“I tamponi se sei fortunato te li fanno in una narice, se sei uno stronzo in due, se sei ancora più stronzo in gola, se sei Zorzi in c**lo”, questa la frase pronunciata da Andrea Pucci durante un suo spettacolo nei giorni scorsi. Episodio diventato virale in poche ore con la reazione del diretto interessato arrivata via social: “Parliamone un attimo. La cosa che mi fa impazzire è: tu che cosa ne sai? Tu che cosa ne sai di dove lo prendo io? Come fai ad arrogarti il diritto di salire su un palco e dire alla gente che io lo prendo in c..o. è una roba che mi fa impazzire. Uno può chiamarla come vuole, ma questa è omofobia. Ti compatisco perché sei ignorante, ma sei omofobo. Secondo me Pucci mi deve delle scuse”, ha sbottato Zorzi.
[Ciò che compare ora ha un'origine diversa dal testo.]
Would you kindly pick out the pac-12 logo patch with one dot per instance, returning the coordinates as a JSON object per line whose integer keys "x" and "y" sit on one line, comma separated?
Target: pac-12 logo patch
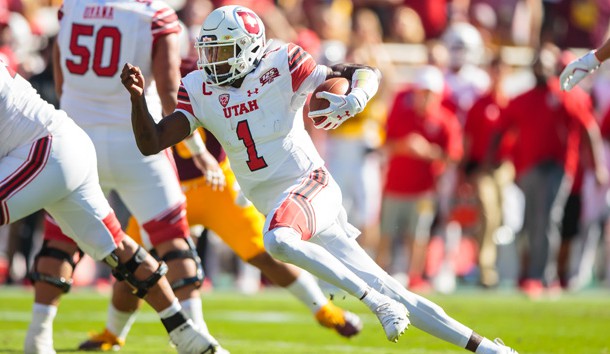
{"x": 269, "y": 76}
{"x": 224, "y": 99}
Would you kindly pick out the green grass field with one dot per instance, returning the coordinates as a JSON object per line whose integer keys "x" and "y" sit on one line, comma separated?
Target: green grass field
{"x": 272, "y": 322}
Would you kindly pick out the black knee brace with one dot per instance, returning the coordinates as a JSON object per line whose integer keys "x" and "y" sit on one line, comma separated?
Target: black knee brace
{"x": 126, "y": 271}
{"x": 59, "y": 282}
{"x": 191, "y": 253}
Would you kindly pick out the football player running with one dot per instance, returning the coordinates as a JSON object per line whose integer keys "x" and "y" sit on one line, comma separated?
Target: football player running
{"x": 249, "y": 97}
{"x": 218, "y": 205}
{"x": 95, "y": 37}
{"x": 48, "y": 162}
{"x": 579, "y": 68}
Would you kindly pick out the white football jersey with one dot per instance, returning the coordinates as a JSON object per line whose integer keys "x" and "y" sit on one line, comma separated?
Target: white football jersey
{"x": 260, "y": 125}
{"x": 24, "y": 116}
{"x": 96, "y": 38}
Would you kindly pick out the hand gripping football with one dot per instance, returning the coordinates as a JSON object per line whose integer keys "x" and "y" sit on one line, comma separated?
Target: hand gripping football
{"x": 336, "y": 85}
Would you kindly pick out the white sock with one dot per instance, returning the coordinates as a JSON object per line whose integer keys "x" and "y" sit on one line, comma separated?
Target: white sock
{"x": 306, "y": 289}
{"x": 192, "y": 309}
{"x": 372, "y": 299}
{"x": 487, "y": 347}
{"x": 39, "y": 338}
{"x": 119, "y": 323}
{"x": 171, "y": 310}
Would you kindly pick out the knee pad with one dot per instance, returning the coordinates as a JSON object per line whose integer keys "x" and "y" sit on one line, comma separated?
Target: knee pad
{"x": 59, "y": 282}
{"x": 279, "y": 241}
{"x": 126, "y": 271}
{"x": 191, "y": 253}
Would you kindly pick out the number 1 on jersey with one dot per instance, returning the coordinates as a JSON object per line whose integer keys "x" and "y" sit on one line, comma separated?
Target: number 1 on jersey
{"x": 243, "y": 133}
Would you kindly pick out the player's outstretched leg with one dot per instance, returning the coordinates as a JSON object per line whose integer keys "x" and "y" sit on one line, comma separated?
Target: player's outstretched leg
{"x": 305, "y": 288}
{"x": 286, "y": 245}
{"x": 424, "y": 314}
{"x": 52, "y": 277}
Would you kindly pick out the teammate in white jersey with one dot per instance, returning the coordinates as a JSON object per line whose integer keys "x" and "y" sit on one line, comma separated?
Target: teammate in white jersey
{"x": 249, "y": 97}
{"x": 47, "y": 161}
{"x": 95, "y": 37}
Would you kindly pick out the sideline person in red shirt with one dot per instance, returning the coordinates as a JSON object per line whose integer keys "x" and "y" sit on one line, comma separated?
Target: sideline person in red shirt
{"x": 549, "y": 124}
{"x": 422, "y": 137}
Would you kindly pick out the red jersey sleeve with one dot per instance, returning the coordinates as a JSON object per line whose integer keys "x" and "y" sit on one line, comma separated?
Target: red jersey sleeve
{"x": 455, "y": 147}
{"x": 300, "y": 64}
{"x": 184, "y": 101}
{"x": 605, "y": 126}
{"x": 396, "y": 115}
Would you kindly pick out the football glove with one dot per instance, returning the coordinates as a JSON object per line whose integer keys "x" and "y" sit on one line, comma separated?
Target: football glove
{"x": 341, "y": 108}
{"x": 577, "y": 70}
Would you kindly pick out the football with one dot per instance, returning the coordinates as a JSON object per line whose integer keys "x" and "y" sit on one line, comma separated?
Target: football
{"x": 336, "y": 85}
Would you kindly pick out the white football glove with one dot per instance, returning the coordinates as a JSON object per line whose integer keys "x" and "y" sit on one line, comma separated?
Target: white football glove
{"x": 341, "y": 108}
{"x": 577, "y": 70}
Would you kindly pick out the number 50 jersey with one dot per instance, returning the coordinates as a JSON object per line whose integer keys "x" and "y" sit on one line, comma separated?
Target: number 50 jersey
{"x": 260, "y": 124}
{"x": 96, "y": 38}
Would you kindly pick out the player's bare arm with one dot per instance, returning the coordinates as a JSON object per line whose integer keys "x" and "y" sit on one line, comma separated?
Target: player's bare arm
{"x": 151, "y": 137}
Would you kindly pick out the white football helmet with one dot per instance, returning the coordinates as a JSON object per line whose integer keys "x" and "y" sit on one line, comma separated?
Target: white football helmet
{"x": 464, "y": 43}
{"x": 230, "y": 44}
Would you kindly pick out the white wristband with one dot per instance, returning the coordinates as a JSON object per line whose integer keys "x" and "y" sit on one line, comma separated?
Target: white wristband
{"x": 194, "y": 143}
{"x": 367, "y": 81}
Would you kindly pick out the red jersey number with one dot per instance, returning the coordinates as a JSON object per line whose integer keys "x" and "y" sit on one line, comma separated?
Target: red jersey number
{"x": 243, "y": 133}
{"x": 107, "y": 45}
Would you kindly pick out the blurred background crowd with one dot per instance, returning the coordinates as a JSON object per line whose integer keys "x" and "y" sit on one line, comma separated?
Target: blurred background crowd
{"x": 469, "y": 167}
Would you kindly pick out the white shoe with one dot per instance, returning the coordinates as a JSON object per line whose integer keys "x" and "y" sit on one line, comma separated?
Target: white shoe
{"x": 189, "y": 340}
{"x": 38, "y": 342}
{"x": 394, "y": 318}
{"x": 503, "y": 348}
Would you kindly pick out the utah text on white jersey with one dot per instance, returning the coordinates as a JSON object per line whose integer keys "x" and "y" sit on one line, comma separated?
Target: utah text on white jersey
{"x": 260, "y": 124}
{"x": 97, "y": 37}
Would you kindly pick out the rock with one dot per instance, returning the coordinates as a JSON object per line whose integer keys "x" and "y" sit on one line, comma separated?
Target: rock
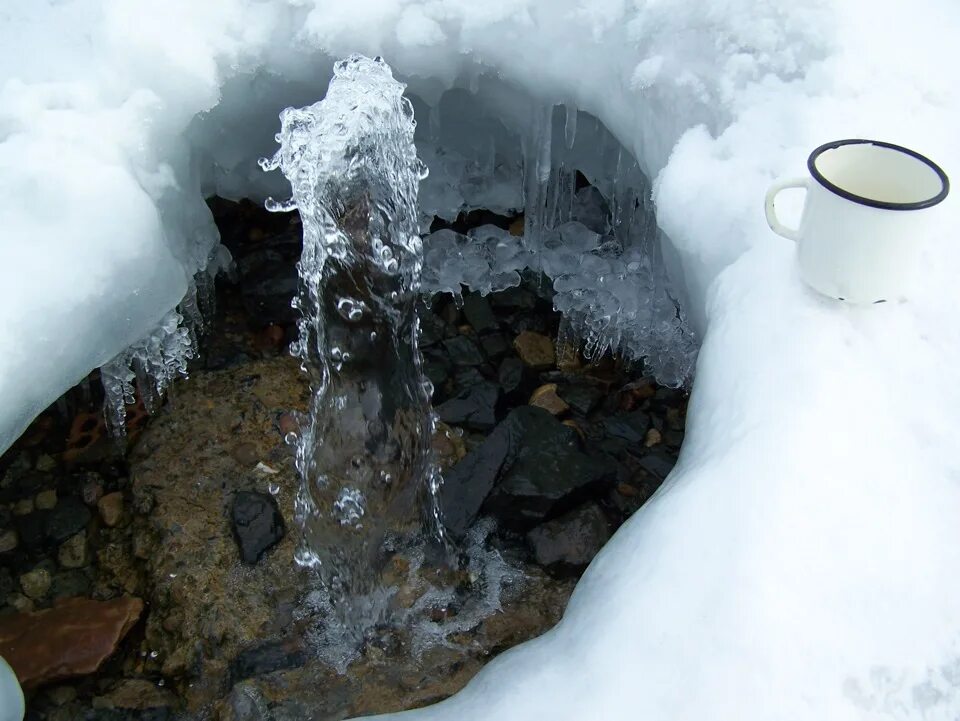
{"x": 257, "y": 524}
{"x": 135, "y": 694}
{"x": 630, "y": 427}
{"x": 73, "y": 552}
{"x": 548, "y": 472}
{"x": 8, "y": 541}
{"x": 535, "y": 350}
{"x": 572, "y": 540}
{"x": 474, "y": 407}
{"x": 528, "y": 466}
{"x": 267, "y": 658}
{"x": 36, "y": 583}
{"x": 68, "y": 517}
{"x": 478, "y": 313}
{"x": 30, "y": 530}
{"x": 45, "y": 500}
{"x": 494, "y": 345}
{"x": 91, "y": 491}
{"x": 46, "y": 463}
{"x": 462, "y": 351}
{"x": 582, "y": 397}
{"x": 510, "y": 374}
{"x": 546, "y": 397}
{"x": 71, "y": 639}
{"x": 110, "y": 508}
{"x": 23, "y": 507}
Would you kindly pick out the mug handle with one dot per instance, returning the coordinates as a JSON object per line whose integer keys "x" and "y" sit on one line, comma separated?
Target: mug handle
{"x": 775, "y": 225}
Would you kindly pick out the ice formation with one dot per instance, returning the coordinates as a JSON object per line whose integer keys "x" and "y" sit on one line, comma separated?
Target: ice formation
{"x": 364, "y": 451}
{"x": 801, "y": 560}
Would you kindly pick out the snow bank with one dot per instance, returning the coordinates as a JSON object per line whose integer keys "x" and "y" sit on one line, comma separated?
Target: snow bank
{"x": 800, "y": 562}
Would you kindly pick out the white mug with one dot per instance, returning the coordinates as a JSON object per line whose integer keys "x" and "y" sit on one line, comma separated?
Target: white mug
{"x": 866, "y": 211}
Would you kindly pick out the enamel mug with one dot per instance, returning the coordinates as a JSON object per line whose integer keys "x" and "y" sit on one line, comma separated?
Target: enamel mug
{"x": 867, "y": 209}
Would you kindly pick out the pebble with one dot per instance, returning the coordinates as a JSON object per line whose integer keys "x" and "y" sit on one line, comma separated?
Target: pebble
{"x": 46, "y": 463}
{"x": 546, "y": 397}
{"x": 36, "y": 583}
{"x": 46, "y": 500}
{"x": 23, "y": 507}
{"x": 8, "y": 540}
{"x": 73, "y": 552}
{"x": 535, "y": 350}
{"x": 111, "y": 508}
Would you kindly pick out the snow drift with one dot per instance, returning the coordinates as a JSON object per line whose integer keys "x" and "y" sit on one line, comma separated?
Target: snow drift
{"x": 800, "y": 561}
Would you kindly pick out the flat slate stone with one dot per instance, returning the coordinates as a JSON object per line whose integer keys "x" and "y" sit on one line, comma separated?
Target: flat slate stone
{"x": 257, "y": 524}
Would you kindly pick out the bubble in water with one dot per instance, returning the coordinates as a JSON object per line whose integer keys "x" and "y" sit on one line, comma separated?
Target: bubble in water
{"x": 348, "y": 509}
{"x": 350, "y": 309}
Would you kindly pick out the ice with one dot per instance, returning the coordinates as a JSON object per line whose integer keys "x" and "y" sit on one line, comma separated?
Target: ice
{"x": 801, "y": 560}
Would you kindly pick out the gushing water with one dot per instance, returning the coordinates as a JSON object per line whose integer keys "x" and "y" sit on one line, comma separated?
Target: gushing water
{"x": 364, "y": 450}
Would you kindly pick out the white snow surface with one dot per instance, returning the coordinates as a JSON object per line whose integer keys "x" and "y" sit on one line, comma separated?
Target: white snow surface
{"x": 801, "y": 561}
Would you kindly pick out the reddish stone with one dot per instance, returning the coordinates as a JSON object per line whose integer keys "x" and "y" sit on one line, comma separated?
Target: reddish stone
{"x": 71, "y": 639}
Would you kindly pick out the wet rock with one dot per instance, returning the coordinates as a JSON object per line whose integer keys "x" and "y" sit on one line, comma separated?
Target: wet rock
{"x": 68, "y": 517}
{"x": 528, "y": 467}
{"x": 571, "y": 541}
{"x": 267, "y": 658}
{"x": 546, "y": 397}
{"x": 535, "y": 350}
{"x": 8, "y": 541}
{"x": 474, "y": 407}
{"x": 630, "y": 427}
{"x": 582, "y": 397}
{"x": 110, "y": 508}
{"x": 45, "y": 500}
{"x": 71, "y": 639}
{"x": 257, "y": 524}
{"x": 477, "y": 311}
{"x": 494, "y": 345}
{"x": 510, "y": 374}
{"x": 137, "y": 695}
{"x": 36, "y": 583}
{"x": 30, "y": 529}
{"x": 73, "y": 552}
{"x": 548, "y": 472}
{"x": 462, "y": 351}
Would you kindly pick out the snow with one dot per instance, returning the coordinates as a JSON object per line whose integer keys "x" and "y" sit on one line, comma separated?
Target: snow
{"x": 801, "y": 560}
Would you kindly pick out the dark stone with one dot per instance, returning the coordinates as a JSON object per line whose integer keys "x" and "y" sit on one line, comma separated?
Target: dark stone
{"x": 528, "y": 468}
{"x": 474, "y": 407}
{"x": 494, "y": 345}
{"x": 267, "y": 658}
{"x": 630, "y": 427}
{"x": 67, "y": 584}
{"x": 571, "y": 541}
{"x": 69, "y": 516}
{"x": 510, "y": 374}
{"x": 581, "y": 397}
{"x": 462, "y": 351}
{"x": 478, "y": 313}
{"x": 257, "y": 524}
{"x": 30, "y": 529}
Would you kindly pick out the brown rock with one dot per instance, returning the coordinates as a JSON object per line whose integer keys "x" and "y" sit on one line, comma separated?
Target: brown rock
{"x": 535, "y": 350}
{"x": 71, "y": 639}
{"x": 111, "y": 508}
{"x": 546, "y": 397}
{"x": 46, "y": 500}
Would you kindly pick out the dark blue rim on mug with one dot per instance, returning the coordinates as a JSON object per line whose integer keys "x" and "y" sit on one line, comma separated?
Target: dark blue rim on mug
{"x": 883, "y": 205}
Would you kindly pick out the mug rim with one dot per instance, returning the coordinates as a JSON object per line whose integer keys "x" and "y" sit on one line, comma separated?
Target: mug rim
{"x": 882, "y": 204}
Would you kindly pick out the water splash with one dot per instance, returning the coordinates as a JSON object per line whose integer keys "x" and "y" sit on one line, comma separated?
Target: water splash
{"x": 364, "y": 452}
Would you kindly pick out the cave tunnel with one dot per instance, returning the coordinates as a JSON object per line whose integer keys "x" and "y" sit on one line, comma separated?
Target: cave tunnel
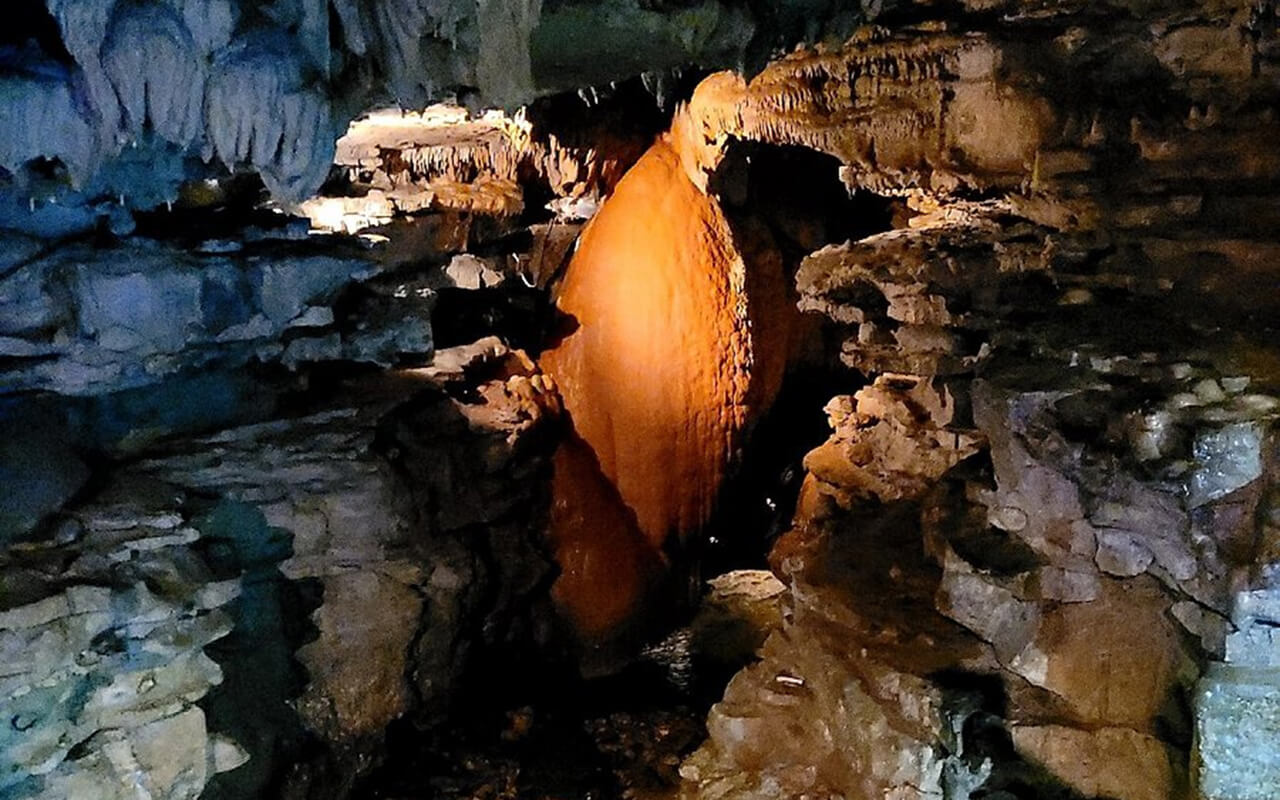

Scuse che non sono arrivate e non sembrano previste dal comico che si è lasciato andare a commenti velati e senza riferimenti diretti. Rivendicando prima una forte presenza di pubblico: “Anche stasera solo 1600 persone ma come mai? Mah ciao ciao”, poi nelle stories un commento non elegante “Non mi rompete i co***oni. Chiaro?“. Nelle ore precedenti l’immagine di Papa Giovanni Paolo II mentre sbadigliava: “Che noia le polemiche ahaahhaha”. Mediaset aveva scelto di non confermare Pucci alla conduzione di “Big Show” e “La Pupa e il Secchione Show” affidati rispettivamente a Enrico Papi e Barbara D’Urso. Il comico farà però ritorno su Italia 1 nei prossimi mesi, tra i protagonisti di “Spettacoli On Stage.